Wherever three or four women squat beside piles of grain and peppers, there is Harar's market place. Before the town's Law Courts there is a constant babel of dissatisfied litigants. In five minutes on any street one may see an Armenian fighting with a Hindu; an Abyssinian woman with her simian face smeared with rancid butter to keep vermin away; an old bishop who knew the strange, sad, lame poet-adventurer Rimbaud, France's Byron, when he lived in Harar; a beautiful, brown-skinned, high-breasted Harari woman carrying a load of wood on her head as if it were a tiara ; a big black with a lion cub on a leash; an Abyssinian policeman who looks ferocious with leaves stuffed in his nostrils (he just has a cold) ; a leper from the Capuchin colony outside the walls; a crisp Italian officer in a fever of hurry and worry.
In a special fever last week were the Italian soldiers stationed in Harar. For the city had become the next British objective.
Early last week the South African and British column pushing up from Italian Somaliland approached Giggiga, 50 miles east of Harar. Its supply lines were then about 600 miles long, and were potentially threatened from the east by Italians garrisoning British Somaliland, which the Italians occupied last summer. The threat was removed at the strategic moment by a British naval force which appeared off Berbera, British Somaliland's capital and main port, one midnight, and landed men and machines in two places near the town. By 9:30 a.m. they had taken it. They pushed inland at once, and by week's end had very nearly made contact with the inland column.
As soon as that column got word that British Somaliland was British again, it captured Giggiga, a nondescript one-square town of tin-and straw-roofed houses. From there the troops pushed on for Harar. Soon they reached trouble. Between Giggiga and Harar lies some grim hill country. There the motor road turns and digs through narrow denies, and the hills, with their boulders and scrub, afford plenty of cover for defenders. It is the sort of country where a handful ought to be able to hold off an army.
The big question was how many Italians were prepared to defend Harar, and how hard. It was likely that most of the Italians who had been in British Somaliland had fallen back into this area. The Italians would probably put up a stanch fight here because here--and at Cheren in Eritrea--were the last chances for strong stand: before Addis Ababa. If the British could crack the old town of Harar, they could cut the rail line, just north of Harar, from Addis Ababa to the sea.
As the southern Ethiopian road junction of Neghelli, 300 miles from Addis Ababa, fell at week's end, the British began laying pounds, shillings and pence on the line as to which of the several drives on Addis Ababa would win, place and show.

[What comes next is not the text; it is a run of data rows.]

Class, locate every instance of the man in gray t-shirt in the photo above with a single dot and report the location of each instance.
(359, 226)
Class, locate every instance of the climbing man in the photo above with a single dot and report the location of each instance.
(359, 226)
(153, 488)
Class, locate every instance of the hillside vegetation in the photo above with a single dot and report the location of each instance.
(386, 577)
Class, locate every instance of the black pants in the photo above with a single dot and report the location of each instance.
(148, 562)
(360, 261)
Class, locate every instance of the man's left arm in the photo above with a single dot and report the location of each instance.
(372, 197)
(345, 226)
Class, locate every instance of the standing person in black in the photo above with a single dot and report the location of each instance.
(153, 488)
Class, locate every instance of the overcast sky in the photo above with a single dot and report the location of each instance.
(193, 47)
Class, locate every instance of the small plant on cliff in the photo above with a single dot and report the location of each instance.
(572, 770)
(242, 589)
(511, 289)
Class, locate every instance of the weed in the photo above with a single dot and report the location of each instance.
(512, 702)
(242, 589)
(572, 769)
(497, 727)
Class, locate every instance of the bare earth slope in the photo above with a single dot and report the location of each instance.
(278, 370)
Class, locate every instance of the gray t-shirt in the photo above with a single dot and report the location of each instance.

Eritrea. Pride has been scant for the homebodies of Italy lately, but last week the name Cheren filled them with it. On the high escarpment near the town known as Sancheil Briggs Peak, the Italians had put up their bravest fight of the African war. In the face of constant bombings, under steady artillery fire, nearly surrounded, some 35,000 Italians showed that they could be as stubborn as the rocky buttes they defended. They resisted British attacks, and countered with their own--losing in one a brave general named Orlando Lorenzini. General Lorenzini, who led a brigade in the Italian assault on Berbera last August, died on the day the British won it back last week.
The cosmopolitan British force at Cheren was led, and its every move was planned, by a thin-faced, Mephistophelean-appearing figure, Lieut. General William Platt, 55. An old hand on Britain's practice field of war, the Indian North-West Frontier, General Platt has for three years been Raid d'Amm (Arabic for General Officer Commanding) of the Sudan.In two of those years, his dark hair went white. Raid d'Amm Platt, who always carries a fly-whisk instead of the usual stick, has been something of a heretic in his handling of native troops: he cannot see why a white-skinned man should have any more modern equipment than a dusky-skinned man.